Bei Koblenz umspült der Rhein die vier Kilometer lange Insel Niederwerth. »Wir sind Deutschlands einzige Rheininsel mit einer ganzen Ortsgemeinde«, sagt Bürgermeister Josef Gans (SPD). Rund 1400 Bürger zählt sein Inseldorf. »Wir haben zwar keine Geschäfte mehr, aber wir sind stolz auf unseren Kindergarten und unsere Grundschule mit jeweils rund 40 Kindern«, ergänzt Gans. Hinzu kommen zwei Gaststätten. Ein erstes Seniorenheim ist in Planung. Bekannt ist die Insel Niederwerth für ihren Spargel- und Erdbeeranbau. Seit 1958 verbindet sie eine Brücke mit dem Städtchen Vallendar.
»Es ist paradiesisch hier«, sagt der Bürgermeister. »Wir genießen die absolute Ruhe und sind von wunderbarer Natur und vom Wasser umgeben.« Kein Wunder, dass viele Festlandbürger gerne auf die Insel zögen. »Aber unser Problem ist das beschränkte Bauland«, erklärt Gans. »Bei den Hochwassern 1993 und 1995 standen zwei Drittel der Insel unter Wasser. Danach wurden die Baulinien enger festgesetzt.« Baugrundstücke seien so begehrt, dass sie oft nur in Familien weitergegeben würden. »Es gibt deshalb junge Erwachsene, die zum Hausbau die Insel verlassen müssen«, bedauert der Bürgermeister.
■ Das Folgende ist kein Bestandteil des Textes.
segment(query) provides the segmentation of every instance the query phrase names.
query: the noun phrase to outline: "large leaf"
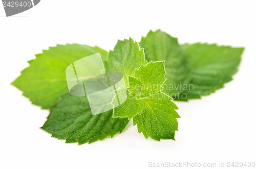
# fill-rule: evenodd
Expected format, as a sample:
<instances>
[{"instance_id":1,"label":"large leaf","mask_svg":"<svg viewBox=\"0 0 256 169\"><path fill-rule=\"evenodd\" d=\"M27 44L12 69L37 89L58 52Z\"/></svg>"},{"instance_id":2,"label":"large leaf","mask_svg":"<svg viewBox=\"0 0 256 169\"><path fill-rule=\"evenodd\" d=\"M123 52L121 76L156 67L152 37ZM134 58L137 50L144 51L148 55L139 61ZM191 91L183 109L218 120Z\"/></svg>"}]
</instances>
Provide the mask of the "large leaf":
<instances>
[{"instance_id":1,"label":"large leaf","mask_svg":"<svg viewBox=\"0 0 256 169\"><path fill-rule=\"evenodd\" d=\"M197 43L182 46L191 67L187 99L200 98L223 88L238 69L244 48Z\"/></svg>"},{"instance_id":2,"label":"large leaf","mask_svg":"<svg viewBox=\"0 0 256 169\"><path fill-rule=\"evenodd\" d=\"M77 44L57 45L36 55L29 67L12 84L23 92L33 104L49 109L59 96L69 92L66 68L84 57L100 53L103 60L107 52L98 47Z\"/></svg>"},{"instance_id":3,"label":"large leaf","mask_svg":"<svg viewBox=\"0 0 256 169\"><path fill-rule=\"evenodd\" d=\"M127 118L112 117L112 110L92 115L86 97L66 94L51 110L42 129L66 142L91 143L121 133Z\"/></svg>"}]
</instances>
Manfred Hause ist auf Niederwerth geboren worden. Der Briefträger erinnert sich noch gut an ein Hochwasser der 1960er Jahre: »Damals haben wir direkt am Rhein gewohnt. Das Wasser hat 1,40 Meter in der Küche gestanden, und ein Kahn ist gegen unser Haus gekracht.« Der Postbote freut sich über das ausgeprägte Vereinsleben auf der Insel. »Der Karnevalsverein zum Beispiel macht immer neun Sitzungen.«
Vor drei Jahren aus Armenien auf Niederwerth gezogen ist Narek Melikyan mit seiner Familie. Der Elfjährige lebt in einer Wohnung über der Grundschule. »Am Anfang haben uns alle Spielzeug gebracht. Das war sehr nett.« Es sei familiär auf Niederwerth, die Leute unterstützten sich gegenseitig.
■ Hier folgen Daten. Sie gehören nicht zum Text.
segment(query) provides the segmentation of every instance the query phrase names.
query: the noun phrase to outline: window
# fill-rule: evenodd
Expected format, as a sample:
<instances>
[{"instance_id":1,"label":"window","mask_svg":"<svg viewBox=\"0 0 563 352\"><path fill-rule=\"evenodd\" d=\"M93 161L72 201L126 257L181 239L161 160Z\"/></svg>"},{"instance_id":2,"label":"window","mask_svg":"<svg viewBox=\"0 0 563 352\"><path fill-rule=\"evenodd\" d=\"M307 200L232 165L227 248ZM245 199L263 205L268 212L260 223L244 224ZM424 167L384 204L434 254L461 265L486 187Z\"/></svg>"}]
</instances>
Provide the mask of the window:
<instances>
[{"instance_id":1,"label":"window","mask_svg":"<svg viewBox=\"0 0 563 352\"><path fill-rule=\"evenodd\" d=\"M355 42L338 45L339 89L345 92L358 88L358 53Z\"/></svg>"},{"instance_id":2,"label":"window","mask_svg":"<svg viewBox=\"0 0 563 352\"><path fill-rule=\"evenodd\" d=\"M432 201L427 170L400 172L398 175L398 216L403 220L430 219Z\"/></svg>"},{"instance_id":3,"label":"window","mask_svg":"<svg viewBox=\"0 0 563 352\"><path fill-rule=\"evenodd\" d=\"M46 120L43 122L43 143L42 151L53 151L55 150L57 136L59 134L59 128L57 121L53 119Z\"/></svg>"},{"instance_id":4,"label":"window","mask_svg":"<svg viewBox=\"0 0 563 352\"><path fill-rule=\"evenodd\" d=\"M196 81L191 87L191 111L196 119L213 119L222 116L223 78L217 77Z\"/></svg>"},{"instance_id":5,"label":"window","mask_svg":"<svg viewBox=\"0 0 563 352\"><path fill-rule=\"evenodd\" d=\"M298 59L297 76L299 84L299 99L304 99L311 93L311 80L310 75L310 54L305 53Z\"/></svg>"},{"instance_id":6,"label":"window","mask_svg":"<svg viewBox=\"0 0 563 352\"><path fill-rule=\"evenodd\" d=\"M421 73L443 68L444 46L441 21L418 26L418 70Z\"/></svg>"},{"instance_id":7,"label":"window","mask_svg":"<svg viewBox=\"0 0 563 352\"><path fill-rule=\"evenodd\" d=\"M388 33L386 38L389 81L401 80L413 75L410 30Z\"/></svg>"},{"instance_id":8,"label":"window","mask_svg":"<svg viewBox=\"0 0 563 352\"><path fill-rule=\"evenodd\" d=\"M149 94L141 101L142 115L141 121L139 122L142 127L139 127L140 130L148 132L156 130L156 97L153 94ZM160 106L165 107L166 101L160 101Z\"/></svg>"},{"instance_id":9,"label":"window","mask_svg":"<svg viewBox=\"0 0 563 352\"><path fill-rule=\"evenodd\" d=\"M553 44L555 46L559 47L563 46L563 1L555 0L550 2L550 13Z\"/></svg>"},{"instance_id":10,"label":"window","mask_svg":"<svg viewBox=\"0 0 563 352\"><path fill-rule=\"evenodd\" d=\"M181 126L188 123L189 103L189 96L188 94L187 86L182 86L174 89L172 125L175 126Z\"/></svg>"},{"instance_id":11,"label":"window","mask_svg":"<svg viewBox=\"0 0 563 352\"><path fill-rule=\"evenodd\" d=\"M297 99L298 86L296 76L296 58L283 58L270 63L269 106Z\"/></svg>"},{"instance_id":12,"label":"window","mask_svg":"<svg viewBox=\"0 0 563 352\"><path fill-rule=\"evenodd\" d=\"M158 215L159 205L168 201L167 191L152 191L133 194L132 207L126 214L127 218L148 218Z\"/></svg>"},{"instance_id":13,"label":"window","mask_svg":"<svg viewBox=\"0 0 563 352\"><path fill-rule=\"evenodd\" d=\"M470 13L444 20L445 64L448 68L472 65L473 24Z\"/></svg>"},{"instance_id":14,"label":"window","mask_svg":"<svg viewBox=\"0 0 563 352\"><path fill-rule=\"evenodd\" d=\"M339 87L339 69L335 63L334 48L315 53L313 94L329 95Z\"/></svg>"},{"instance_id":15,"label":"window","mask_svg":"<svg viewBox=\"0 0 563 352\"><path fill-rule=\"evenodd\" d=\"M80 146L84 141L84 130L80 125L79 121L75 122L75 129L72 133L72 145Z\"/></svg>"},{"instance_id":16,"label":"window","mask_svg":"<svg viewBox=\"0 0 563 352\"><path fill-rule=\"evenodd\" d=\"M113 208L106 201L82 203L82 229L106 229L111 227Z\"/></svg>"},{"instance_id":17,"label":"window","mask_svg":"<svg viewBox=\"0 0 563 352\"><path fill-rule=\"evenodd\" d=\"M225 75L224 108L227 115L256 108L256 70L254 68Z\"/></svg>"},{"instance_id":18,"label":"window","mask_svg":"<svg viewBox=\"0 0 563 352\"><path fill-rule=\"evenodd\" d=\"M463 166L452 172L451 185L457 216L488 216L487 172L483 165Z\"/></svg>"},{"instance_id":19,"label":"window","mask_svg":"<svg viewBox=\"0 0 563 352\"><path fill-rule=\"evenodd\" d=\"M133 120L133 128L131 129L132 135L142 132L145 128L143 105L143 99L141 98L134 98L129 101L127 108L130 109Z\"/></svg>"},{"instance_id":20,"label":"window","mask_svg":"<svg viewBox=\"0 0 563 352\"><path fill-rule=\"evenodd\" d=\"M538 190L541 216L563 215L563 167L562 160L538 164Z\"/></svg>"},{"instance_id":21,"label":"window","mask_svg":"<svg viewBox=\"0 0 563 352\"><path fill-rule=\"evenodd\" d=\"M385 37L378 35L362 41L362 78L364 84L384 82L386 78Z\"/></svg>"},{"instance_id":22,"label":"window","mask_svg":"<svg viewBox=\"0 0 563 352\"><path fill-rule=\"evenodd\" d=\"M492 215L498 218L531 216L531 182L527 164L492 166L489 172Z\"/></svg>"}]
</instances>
Aus Norddeutschland stammt Anna, die ihren Nachnamen nicht nennen will: »Ich lebe hier in Ruhe und trotzdem topzentral nahe der A48, A61 und A3.« Im Schnitt sei es zwei Grad wärmer auf Niederwerth im Vergleich zum Festland - sehr angenehm. Etwas kritischer ergänzt die 45-Jährige: »Hier weiß jeder, was nebenan mittags gegessen wird.«
Über die Brücke auf die Insel gelaufen kommen Esra Akdogan und Michael Dopfer, Wirtschaftsstudenten aus Vallendar. »Wir wollen uns hier am Rhein sonnen«, sagt Akdogan. »Hier fühlt es sich an wie Urlaub.« Beide haben auch schon öfter am Flussstrand gegrillt.
Ein Naturparadies mit mächtigen Bäumen und seltenen Vögeln ist auch die Königsklinger Aue gegenüber dem hessischen Eltville, die zum rheinland-pfälzischen Heidesheim gehört. Das zwei Kilometer lange Eiland ist im Eigentum der Unternehmerfamilie Mayer im Kreis Offenbach. Nur das Verwalterehepaar Eva-Maria und Gerd Ohlerich wohnt ständig auf der Königsklinger Aue. Dort steht neben mehreren kleineren Gebäuden ein Herrenhaus, das die einstige »Inselgräfin« Bertha von Francken-Sierstorpff um 1910 errichten ließ.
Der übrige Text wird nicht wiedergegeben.